Рядом со мной, на соседней кровати, лежал тоже доброволец. До августа месяца он был учителем в гимназии в Турени, учителем истории и географии. После нескольких месяцев войны этот учитель оказался таким вором, что прямо второго такого не сыщешь. Положительно нельзя было усмотреть за ним: он тащил из обоза своего полка консервы, тащил из фургонов интендантства, из запасов роты — повсюду, где он только мог что-нибудь спереть.
Он кончил тем, что попал вместе с нами сюда, хотя состоял под судом. Но семья его с невероятным упорством старалась доказать, что это снаряды его поразили и деморализовали, и выводы следствия откладывались с месяца на месяц. Он говорил со мной нечасто. Часами он расчесывал бороду, а когда заговаривал, то почти всегда об одном и том же, о том, какой он открыл способ, чтобы жена его больше не беременела. Был ли он сумасшедший? Все интересное происходит где-то в тени. О настоящей человеческой истории ничего не известно.

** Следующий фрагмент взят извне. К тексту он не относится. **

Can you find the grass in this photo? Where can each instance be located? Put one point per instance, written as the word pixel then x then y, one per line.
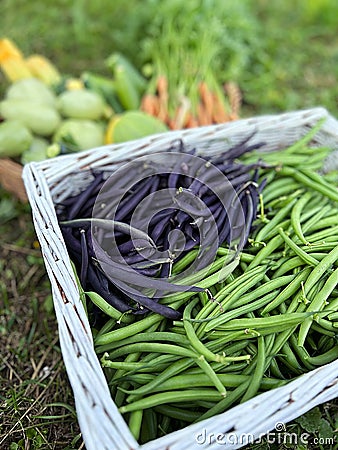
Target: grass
pixel 283 54
pixel 37 407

Фамилия учителя была Преншар. На что он решился, чтобы спасти свою сонную артерию, свои легкие и чувствительные нервы? Вот самый существенный вопрос, который люди должны были задать друг другу, чтобы быть людьми практичными. Но мы были далеки от этого, спотыкаясь в бессмыслицах идеала, под стражей воинственной ненормальной пошлости, и, как угоревшие крысы, старались сбежать с горящего корабля, не сговорившись, как сделать это сообща, не доверяя друг другу. А теперь мы обалдели от войны, и наше безумие было другого рода: страх. Лицо и изнанка войны.